Tuesday, July 05, 2011

From a Different Position...

I have shared how I felt when I woke up in Walter Reed, and touched on what my recovery was like.  I asked someone who spent every day by my side to share what she saw, felt, and went through in that time, because for many, that perspective isn’t shared.  We hear about the spouses, but seldom the Parents, and what they go through.  I asked my mom to share her story.

Fair warning, for commenters—This is my mother.  Be polite and respectful.  Otherwise I will find you, break your legs, nail your tongue into your nostril, and cut your fingers off with tin snips.  That isn’t hyperbole or allegory.

This is Part one.

Faith does not believe God can, it KNOWS He Will.
 Six years ago, when the call came… and my Daughter in law’s first word was “MOM” and not the “Hey what are you doing?”  cheerful voice  I am used to, I took a deep breath.  Then she gave me the details that went along with her first statement which was, “Chuck has been injured and is on his way to Walter Reed.”
I wish I could say something dramatic like my heart stopped and time seemed like it was frozen, but instead, my brain leapt into an action plan to move, make arrangements, and take care of family Now!  When I hung up the phone I said, “I’ve got to go now” and explained to my daughter what was happening. For me there was no hesitation, no pause to stop and get control.  My focus just switched from what I was doing to where I needed to be.   It was time to pack a bag and go.  As a mom who has three military members who have chosen jobs in the service of their country that require them to be on the front lines, there is always a bag in my room half packed with the essentials that I can pick-up and go.
Upon my departure for Walter Reed Army Medical Center, my daughter—a medic in the US Air Force who also has seen the horrors of war—wanted to prepare me with some extremely insightful advice. She said “war produces sights that I have never seen before in my medical career.  Flesh will not look like flesh, wounds can be staggering at first sight, and battered bodies can be dreadfully distressing to the inexperienced eye.”  She gave me a hug and whispered, “Mom, prepare yourself.”  I took her advice knowing I had to be strong for both my son and daughter in love in the weeks, months, and lifetime ahead.
Arriving at Chuck’s bedside and meeting his Soldier’s Angel put my heart at ease, knowing my simple prayer to have God send someone to watch over him until Carren and I arrived had been answered.  It is now, and was then, amazing to me how all I saw was my son:  my son, the baby, the boy, the young adult, the man, my son.  I did not see the wrapped hands, the swollen face with bird-shot like shrapnel embedded in it, or the massive wounds beneath the sheets.  The other injuries were explained later, but for the moment there lay my son and I was relieved to see him and watch over him.  I stood close to Carren, not knowing how this moment would affect her.  She was awesome—she kissed his wounded lips and laid her head on his chest to reassure him of her love and presence.
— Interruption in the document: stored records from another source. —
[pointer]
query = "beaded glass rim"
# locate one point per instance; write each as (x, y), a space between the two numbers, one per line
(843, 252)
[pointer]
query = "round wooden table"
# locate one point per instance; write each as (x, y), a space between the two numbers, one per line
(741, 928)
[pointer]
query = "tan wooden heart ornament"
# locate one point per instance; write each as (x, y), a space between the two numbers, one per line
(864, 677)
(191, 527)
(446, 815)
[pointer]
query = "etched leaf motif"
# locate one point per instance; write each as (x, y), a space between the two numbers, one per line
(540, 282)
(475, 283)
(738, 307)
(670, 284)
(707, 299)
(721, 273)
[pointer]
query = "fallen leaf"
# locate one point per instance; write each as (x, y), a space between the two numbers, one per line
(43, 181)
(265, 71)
My heart gently smiled.
The following first days were tedious and worrisome.  I had an advantage upon my arrival in DC. I had spent several years roaming the halls of Walter Reed Army Medical Center with my husband.  He gave his life in for his country, passing away in March of 2000 from the Viet Nam-era cancer, Non Hodgkin’s Lymphoma, which was caused by Agent Orange exposure. God walked me through the years he spent ill.  Bill showed our whole family how to eat an elephant, and return for the leftovers.  On his grave marker at the Pacific National Cemetery (Punchbowl) Hawaii, it says “He never gave up”.  I know where my son gets his steadfast spirit.
I could tell you as he improved daily we were relieved by his recovery.  I could see from the start the multiple surgeries done on his legs and hands increasingly took their toll.  Imagine one moment you head tells you you’re in Iraq, then you open your eyes to severe pain, close your eyes and severe pain strafes you once more.